At this point in our talk, my beautiful, smart, fiery wife broke down.
“We accomplished nothing,” she cried. “He’s passed all these bills, he doesn’t care. It doesn’t matter.” During the women’s march she fought her own anxiety about crowds after having flown across the country and spent 8 hours storming hard concrete to be part of the spearhead for 3.5 million people uniting in revolt. And yet she’s right; they aroused a lot of feelings, got a lotta folks fired up, fucked with Trump’s vanity (I had more people at my inauguration than those non-voting women, than Obama) but he still went on to move forward with his plans to build a wall with Mexico and expanded the meaning of criminal and get rid of sanctuary cities; has cut off visas for everybody who comes from nations where there is terrorism (Iran, Iraq, Libya, Somalia, Sudan, Syria and Yemen apparently are the only places terrorists come from) and halted the refugee program for 120 days; has pushed through pipelines, has proudly discussed how he’s going forward with his plan to repeal Obamacare and defund Planned Parenthood (while passing a law that countries receiving overseas aid can no longer inform women about abortions – apparently he never saw “4 Months, 3 Weeks and 2 Days“) and the list goes on.
Trump heard those 3.5 million voices and responded by showing that he doesn’t give a damn what they think, he’s the boss. He did it exactly to cow all those people marching, to tell them that they won’t be able to change shit, he made a lot of promises to protect a lot of scared atavistic citizens by cutting off those who are different – or even just THINK differently – from them. To dishearten everybody who spent their time and money and energy protesting his disregard for basic humanity. To say “My America will be first and your America can go to hell.”
So yes, the women’s march didn’t accomplish any concrete changes.
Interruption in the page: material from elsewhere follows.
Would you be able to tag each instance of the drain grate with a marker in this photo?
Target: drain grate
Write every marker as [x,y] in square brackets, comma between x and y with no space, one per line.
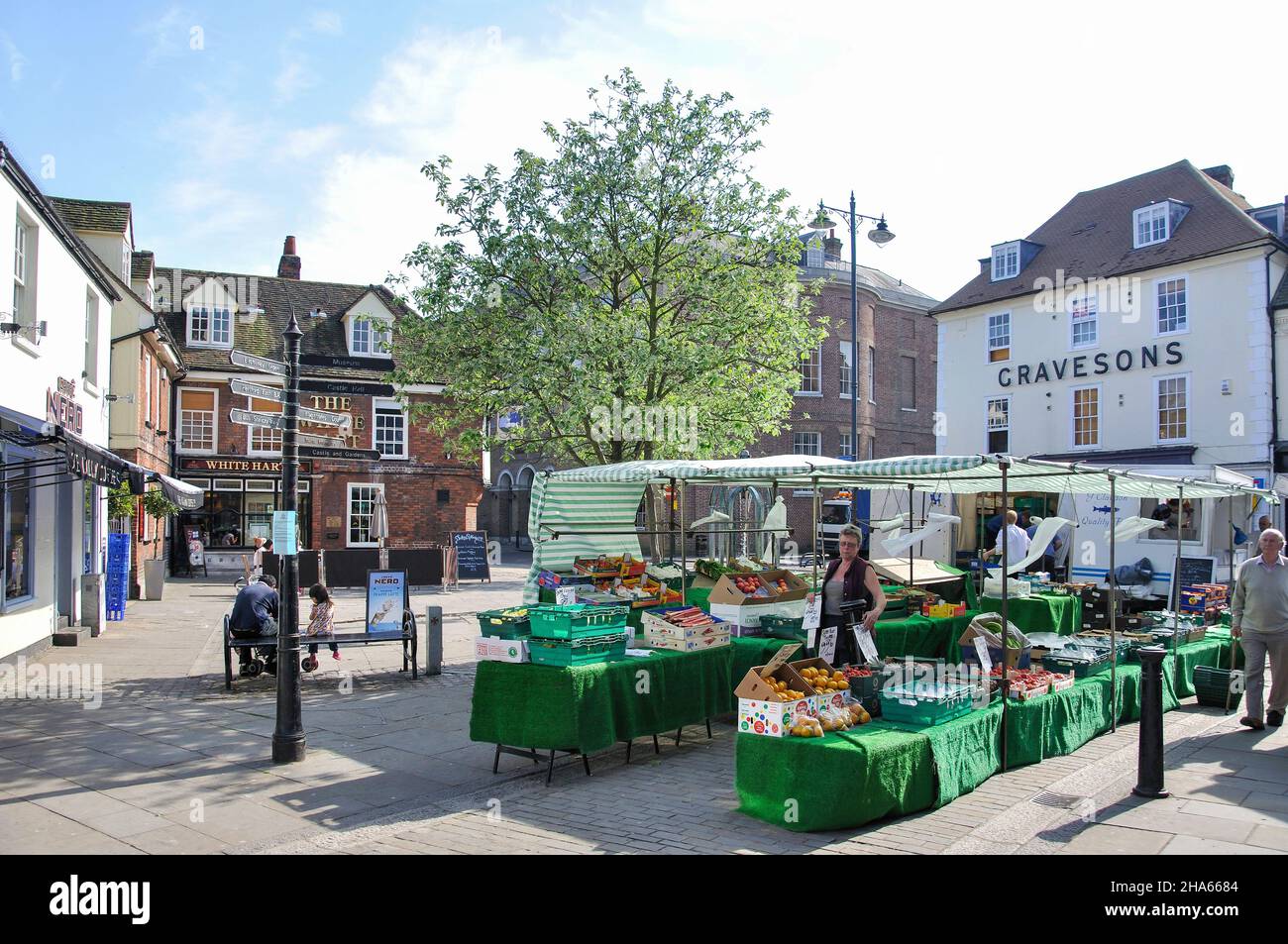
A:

But it’s like a coach’s speech at the beginning of a long, hard game. It doesn’t score any touchdowns, doesn’t make any catches or kick any field goals. But it sets the tone. It fires up the players to get out there and fight. Because if this first week has shown us anything, it’s that everything progressives and environmentalists worried would happen will happen. And if this keeps up, yes, this will be a long 4 years. We’re going to have to fight all 4 quarters and never let up. And sometimes we will lose hope and get tired and frustrated. Some players will need to take a rest and others will need to be ready to step up. But this fight counts. This fight is vital for all who value the future over the present or the past.
And when it’s over, and we’ve fought for all we hold dear, if the size of the crowds that amassed at the dawn of this new era have shown me anything, it’s that there are enough numbers, there’s enough energy and fire and passion to prevail over anything. The women’s march has shown me that someday we’ll be able to look back at this first howl in DC and all over (including unexpectedly large echoes of the women’s march in places like Wyoming) and say “That’s where this all started.” And I will be proud to say my wife was part of that great spark for what became the greatest exercise of our voices and rights as guaranteed by the most basic tenets of American democracy since the civil rights movements of the 60s and 70s.